14/06/2009 - Protection contre l’inflation et valorisation du patrimoine

Ma stratégie d’investissement pour devenir rentier en moins de dix ans : allocation stratégique, sectorielle et opérationnelle.

Le portefeuille Patrimoine est géré comme un fonds mixte international équilibré avec une forte diversification. Sa devise est l‘€.

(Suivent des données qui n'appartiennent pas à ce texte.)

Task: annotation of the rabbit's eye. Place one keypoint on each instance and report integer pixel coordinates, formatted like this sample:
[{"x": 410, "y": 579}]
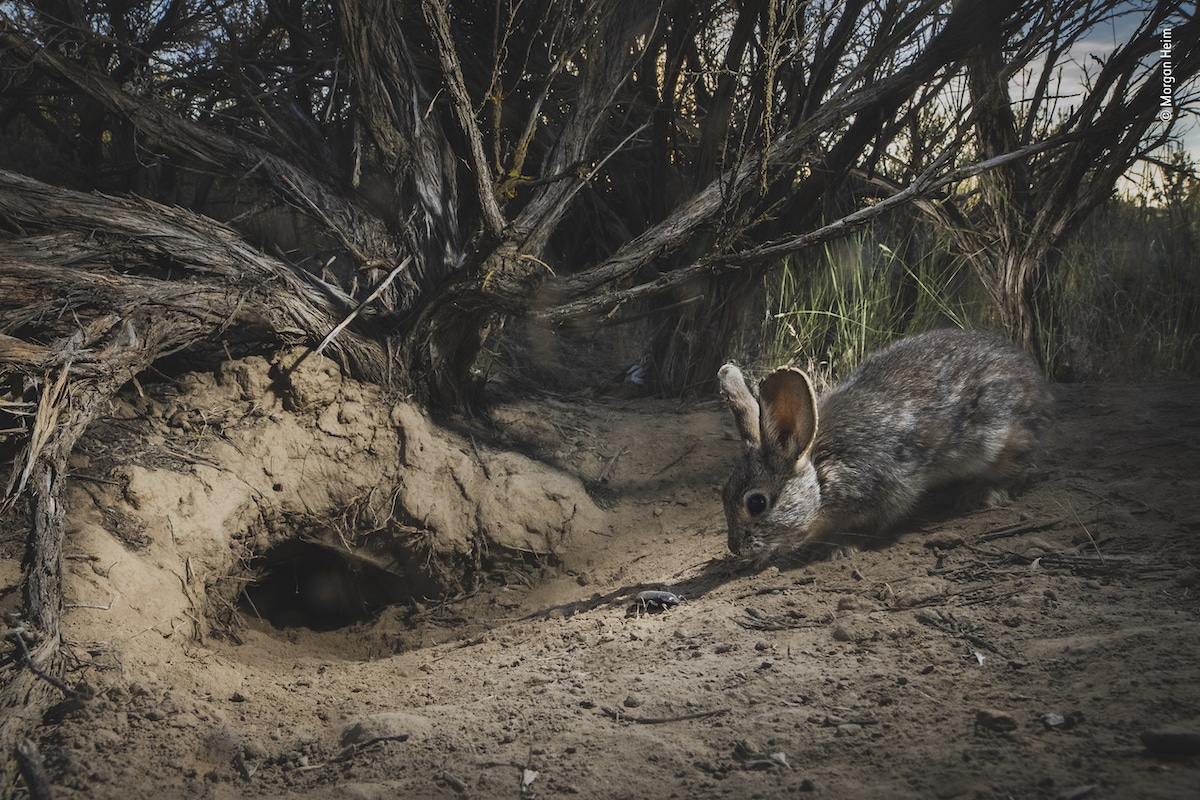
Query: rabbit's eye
[{"x": 756, "y": 503}]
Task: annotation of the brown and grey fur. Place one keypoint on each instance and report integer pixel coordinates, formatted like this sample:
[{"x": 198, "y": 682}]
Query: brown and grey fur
[{"x": 945, "y": 407}]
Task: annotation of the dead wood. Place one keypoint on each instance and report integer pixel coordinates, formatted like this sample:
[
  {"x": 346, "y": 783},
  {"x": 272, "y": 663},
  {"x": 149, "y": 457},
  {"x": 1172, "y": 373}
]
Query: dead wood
[{"x": 81, "y": 314}]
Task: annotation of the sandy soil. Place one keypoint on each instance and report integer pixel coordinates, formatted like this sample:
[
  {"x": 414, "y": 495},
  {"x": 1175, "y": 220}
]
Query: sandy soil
[{"x": 1050, "y": 649}]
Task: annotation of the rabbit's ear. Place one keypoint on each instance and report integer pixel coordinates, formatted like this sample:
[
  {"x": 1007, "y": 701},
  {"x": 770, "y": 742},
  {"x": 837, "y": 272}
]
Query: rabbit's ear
[
  {"x": 789, "y": 417},
  {"x": 742, "y": 403}
]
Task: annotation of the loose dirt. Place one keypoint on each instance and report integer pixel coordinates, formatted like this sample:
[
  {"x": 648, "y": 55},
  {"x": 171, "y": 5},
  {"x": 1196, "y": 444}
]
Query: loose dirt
[{"x": 1049, "y": 649}]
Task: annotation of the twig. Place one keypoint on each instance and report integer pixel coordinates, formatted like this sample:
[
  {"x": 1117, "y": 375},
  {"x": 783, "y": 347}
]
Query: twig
[
  {"x": 103, "y": 608},
  {"x": 1087, "y": 533},
  {"x": 624, "y": 717},
  {"x": 17, "y": 635},
  {"x": 370, "y": 299}
]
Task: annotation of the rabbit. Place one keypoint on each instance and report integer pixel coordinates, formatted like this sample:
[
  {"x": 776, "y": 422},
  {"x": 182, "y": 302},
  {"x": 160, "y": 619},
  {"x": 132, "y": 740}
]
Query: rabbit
[{"x": 928, "y": 410}]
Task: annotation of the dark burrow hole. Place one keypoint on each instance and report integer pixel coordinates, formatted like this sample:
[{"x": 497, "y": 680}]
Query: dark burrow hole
[{"x": 307, "y": 585}]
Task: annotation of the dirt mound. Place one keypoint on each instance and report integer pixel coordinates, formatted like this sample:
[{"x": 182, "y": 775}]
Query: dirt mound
[{"x": 1043, "y": 650}]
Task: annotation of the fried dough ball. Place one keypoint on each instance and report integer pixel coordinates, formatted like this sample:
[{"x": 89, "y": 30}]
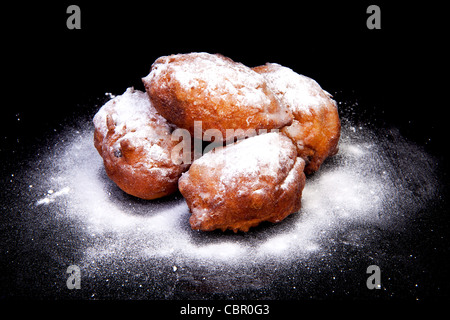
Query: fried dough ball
[
  {"x": 211, "y": 88},
  {"x": 240, "y": 185},
  {"x": 316, "y": 126},
  {"x": 135, "y": 144}
]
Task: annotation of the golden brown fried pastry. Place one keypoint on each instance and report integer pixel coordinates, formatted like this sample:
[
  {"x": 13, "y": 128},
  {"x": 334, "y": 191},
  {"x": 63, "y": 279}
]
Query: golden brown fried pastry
[
  {"x": 135, "y": 144},
  {"x": 240, "y": 185},
  {"x": 211, "y": 88},
  {"x": 316, "y": 126}
]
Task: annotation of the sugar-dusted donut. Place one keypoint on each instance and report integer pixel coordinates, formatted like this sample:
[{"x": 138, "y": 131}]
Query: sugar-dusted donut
[
  {"x": 215, "y": 90},
  {"x": 240, "y": 185},
  {"x": 316, "y": 126},
  {"x": 135, "y": 144}
]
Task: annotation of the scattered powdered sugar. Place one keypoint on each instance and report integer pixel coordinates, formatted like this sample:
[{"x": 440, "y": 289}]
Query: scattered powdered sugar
[
  {"x": 356, "y": 185},
  {"x": 373, "y": 184}
]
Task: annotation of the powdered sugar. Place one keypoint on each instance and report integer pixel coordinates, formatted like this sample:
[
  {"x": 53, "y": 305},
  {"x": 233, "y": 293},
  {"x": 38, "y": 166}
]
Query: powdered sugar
[
  {"x": 259, "y": 156},
  {"x": 372, "y": 186},
  {"x": 298, "y": 92},
  {"x": 136, "y": 121},
  {"x": 218, "y": 78}
]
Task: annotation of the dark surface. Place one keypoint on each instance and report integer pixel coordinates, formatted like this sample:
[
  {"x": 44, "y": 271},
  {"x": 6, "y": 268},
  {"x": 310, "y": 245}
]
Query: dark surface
[{"x": 57, "y": 79}]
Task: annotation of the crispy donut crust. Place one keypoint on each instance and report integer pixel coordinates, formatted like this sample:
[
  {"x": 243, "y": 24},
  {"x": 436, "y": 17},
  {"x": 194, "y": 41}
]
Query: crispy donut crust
[
  {"x": 135, "y": 144},
  {"x": 211, "y": 88},
  {"x": 239, "y": 186},
  {"x": 316, "y": 127}
]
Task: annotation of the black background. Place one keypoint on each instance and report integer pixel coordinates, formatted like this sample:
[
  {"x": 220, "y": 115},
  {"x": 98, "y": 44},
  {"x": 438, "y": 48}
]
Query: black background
[
  {"x": 54, "y": 75},
  {"x": 53, "y": 72}
]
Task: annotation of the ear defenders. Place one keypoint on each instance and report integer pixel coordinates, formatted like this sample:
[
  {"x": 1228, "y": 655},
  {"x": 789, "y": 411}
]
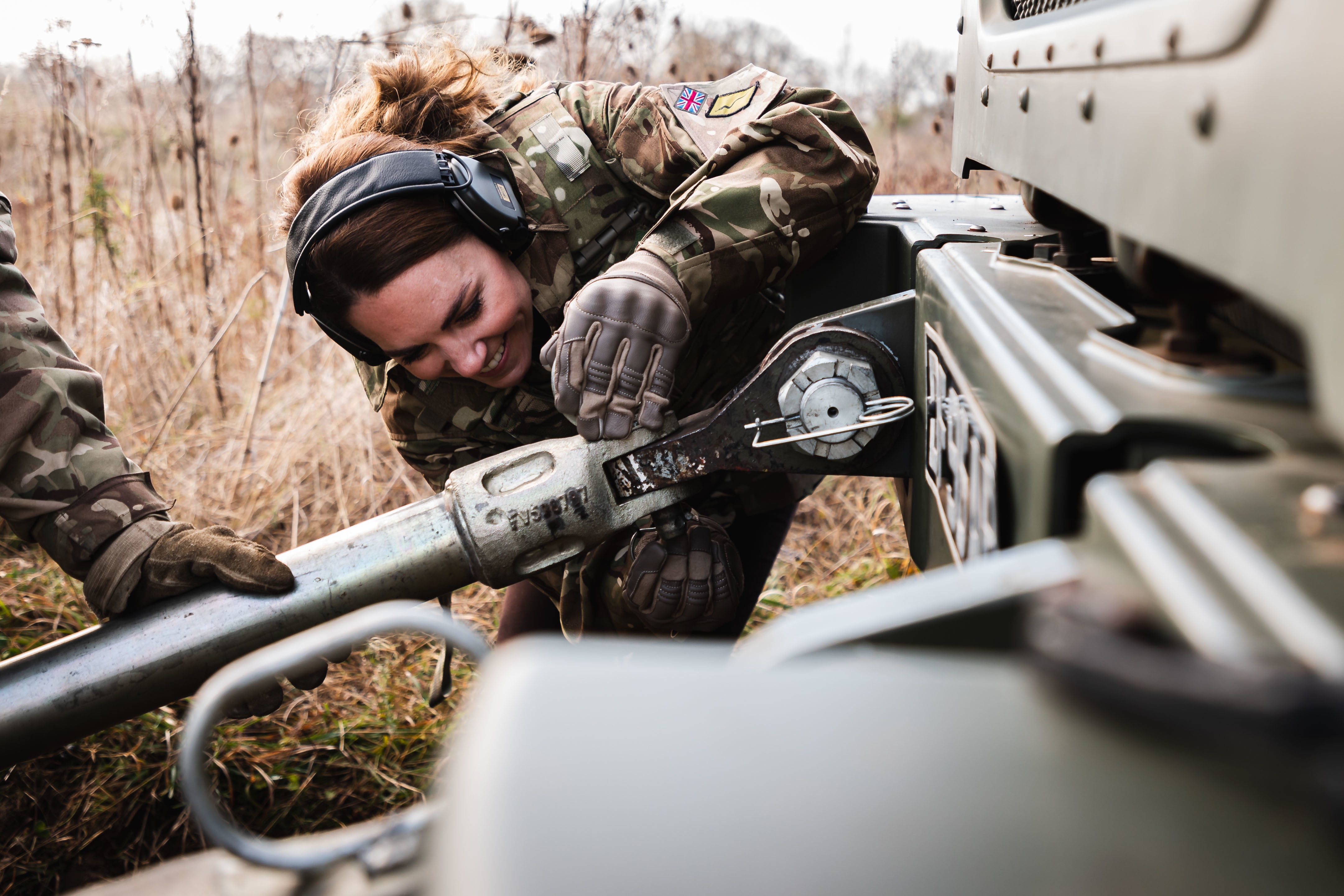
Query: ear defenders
[{"x": 486, "y": 201}]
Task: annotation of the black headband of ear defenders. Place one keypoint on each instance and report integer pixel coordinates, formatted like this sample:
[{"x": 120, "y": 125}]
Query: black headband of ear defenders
[{"x": 486, "y": 201}]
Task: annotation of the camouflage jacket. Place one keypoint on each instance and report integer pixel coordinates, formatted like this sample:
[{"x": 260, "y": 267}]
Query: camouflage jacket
[
  {"x": 65, "y": 481},
  {"x": 741, "y": 182}
]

Chaque mois j’y investis mon épargne, et y réinvestis les revenus de mes investissements.

Objectifs de gestion

  1. Préservation du capital à l’inflation
  2. Valorisation du capital
  3. Faible volatilité
  4. Rendement
  5. Liquidité

Allocation

Stratégique

  • Diversification entre monétaire, obligataire, actions et immobilier
  • Diversification sectorielle et géographique
  • Aucune classe d’actifs ne doit dépasser environ 50% du portefeuille
  • L’exposition maximale aux devises hors € est d’environ 50%

Sectorielle

Les secteurs acycliques à forte prédictibilité, seront privilégiés : télécommunications, biens de consommation [non durables], services aux collectivités, santé, énergie et foncières cotées.

Opérationnelle

  • L’exposition maximale a une action est d’environ 15% avec rééquilibrage si nécessaire.

Univers d’investissement

Actions

  • Investissement en direct, pas de FCP ou SICAV
  • Sociétés cotées depuis au moins dix ans et avec de “nombreux” échanges quotidiens
  • Flottant élevé, aucun actionnaire ne détient plus de 50% du capital
  • Pour les entreprises cotées hors €, elles doivent idéalement avoir une présence internationale

Obligations

  • Au travers des fonds Euros dans le cadre fiscal avantageux de l’assurance-vie
  • Pas d’investissement en direct : imposition trop défavorable

Monétaires

  • Au travers de livrets (A, CEL, PEL…)

Immobilier

  • Au travers de foncières cotées et SCPI
  • Pas d’investissement physique en direct

Rééquilibrage d’actifs

  • Peu d’arbitrage d’actifs, couteux fiscalement
  • Rééquilibrage progressif chaque mois en fonction de l‘épargne mensuelle

Stratégie fiscale

  • Aucun investissement défiscalisant, la défiscalisation compense rarement la rentabilité médiocre
  • Si l’imposition augmente dans des proportions qui rendent le projet irréalisable, expatriation

"C’est quand la mer se retire que l’on voit ceux qui se baignent nus." – Warren Buffet

 

8 commentaires

France
jmcornet
14/06/2009

Bonjour Philippe,
le billet d’aujourd’hui se corse !!
En retour et dans le souci de croiser nos expériences, je vous livre ma propre stratégie.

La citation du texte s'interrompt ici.